The award provides seed money for high-risk, high-reward research that is unlikely to be funded through traditional grant programs in the physical, life, and social sciences because it is seen as too novel or risky.
“It’s important to do something that provides the opportunity to do more, to think differently, to take risks, [and] to do innovations that aren’t right at the edge of ongoing normal science, but that open the door for a bigger potential leap,” said Lawrence Bobo, the W.E.B. Du Bois Professor of the Social Sciences and dean of social science, at the award ceremony for the fund in University Hall. “That, I think, is the inspiration and the beauty and the success of the Star-Friedman Challenge.”

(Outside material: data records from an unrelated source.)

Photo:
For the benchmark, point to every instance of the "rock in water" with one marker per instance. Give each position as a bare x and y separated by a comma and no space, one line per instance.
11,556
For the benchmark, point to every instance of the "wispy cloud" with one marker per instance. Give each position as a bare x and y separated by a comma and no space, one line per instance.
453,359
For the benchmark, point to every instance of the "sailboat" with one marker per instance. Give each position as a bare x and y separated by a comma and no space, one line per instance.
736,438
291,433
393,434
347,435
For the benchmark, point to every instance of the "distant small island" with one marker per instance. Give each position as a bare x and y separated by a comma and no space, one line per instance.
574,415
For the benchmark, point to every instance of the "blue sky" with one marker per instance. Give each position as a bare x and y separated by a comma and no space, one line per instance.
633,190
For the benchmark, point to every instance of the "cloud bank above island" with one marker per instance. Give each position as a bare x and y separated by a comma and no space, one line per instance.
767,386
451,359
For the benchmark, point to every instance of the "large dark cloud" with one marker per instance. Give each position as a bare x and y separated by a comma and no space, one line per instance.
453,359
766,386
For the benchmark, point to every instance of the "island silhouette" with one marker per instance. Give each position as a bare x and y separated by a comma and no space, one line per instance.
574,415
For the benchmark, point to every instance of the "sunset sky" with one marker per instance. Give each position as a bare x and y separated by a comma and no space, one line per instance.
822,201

The researchers are working on four projects, which range from making one of the world’s smallest flying machines to opening a new lane of research in the study of climate change to developing groundbreaking technology that conducts electricity with 100 percent efficiency to an investigation into how environmental change affects bees.
“The kind of projects that are selected are chosen because of their tremendous opportunity, not because they look like anything that’s been done before,” said Randy Buckner, a professor of psychology and neuroscience in the Faculty of Arts and Sciences and Harvard Medical School and chairman of the faculty review committee that selects the projects. “In celebrating the winners today and hearing about their proposals, we’re telling our students —we’re telling our community —that we value innovation.”

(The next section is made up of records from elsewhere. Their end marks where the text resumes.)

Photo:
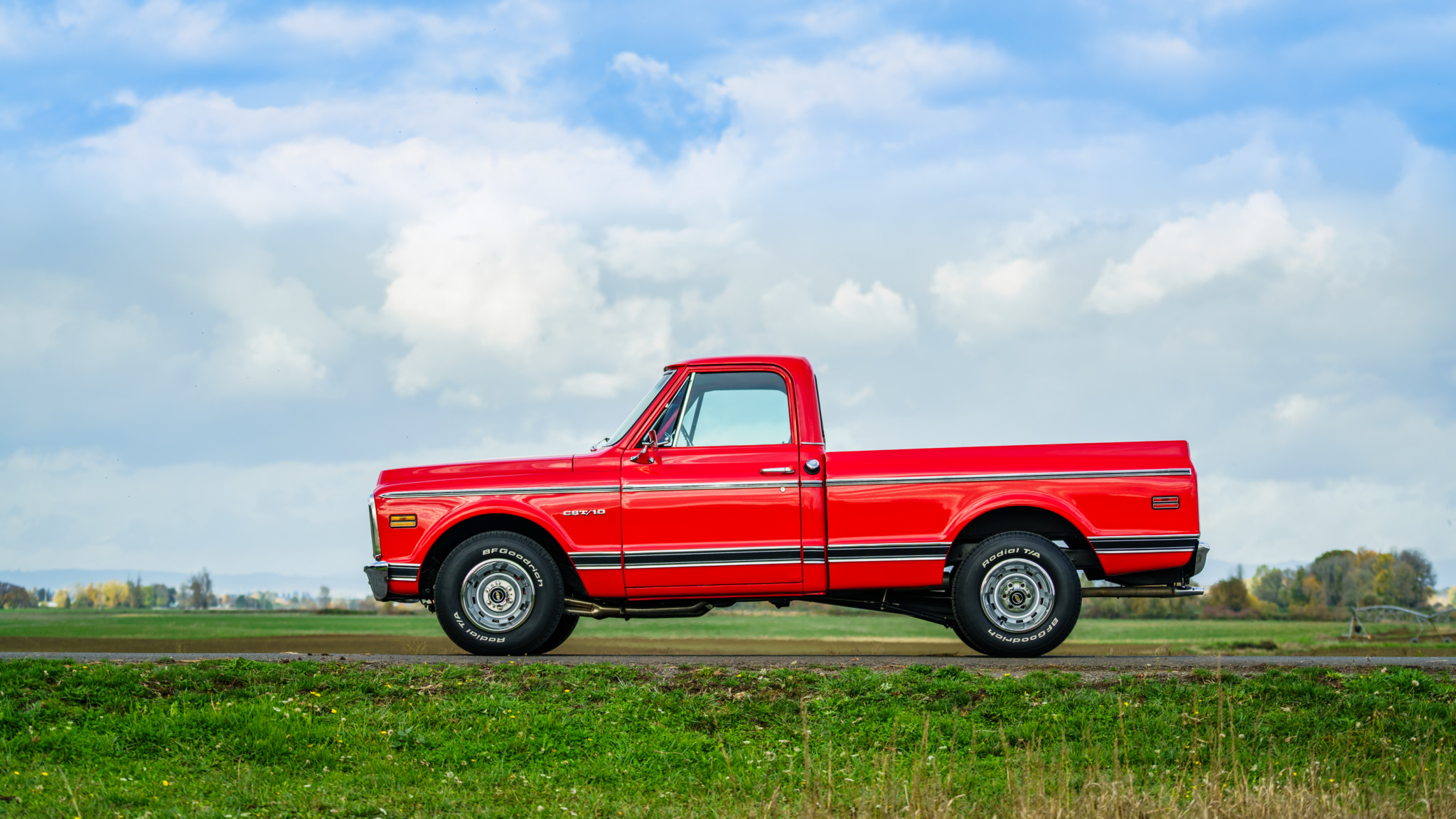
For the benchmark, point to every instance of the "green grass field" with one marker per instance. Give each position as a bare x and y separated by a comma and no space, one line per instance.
236,739
717,626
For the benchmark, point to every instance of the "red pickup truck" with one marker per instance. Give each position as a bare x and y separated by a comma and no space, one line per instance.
718,488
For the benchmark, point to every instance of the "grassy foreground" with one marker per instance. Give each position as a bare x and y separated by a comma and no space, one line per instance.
233,739
796,623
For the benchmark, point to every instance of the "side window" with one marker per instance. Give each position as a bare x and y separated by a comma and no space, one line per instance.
733,410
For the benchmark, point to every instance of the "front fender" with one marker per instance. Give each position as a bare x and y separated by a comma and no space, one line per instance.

The Challenge was created in 2013 by the Star family with a $10 million gift at the suggestion of James A. Star ’83. It was formerly known as the Star Family Challenge for Promising Scientific Research and awarded funds to researchers from FAS and the Harvard John A. Paulson School of Engineering and Applied Science (SEAS).
This year, with support from a $10 million gift from Josh Friedman ’76, M.B.A. ’80, J.D. ’82, and Beth Friedman, the Challenge expanded to include faculty at both Harvard Medical School and the Harvard T.H. Chan School of Public Health, and changed its name to the Star-Friedman Challenge.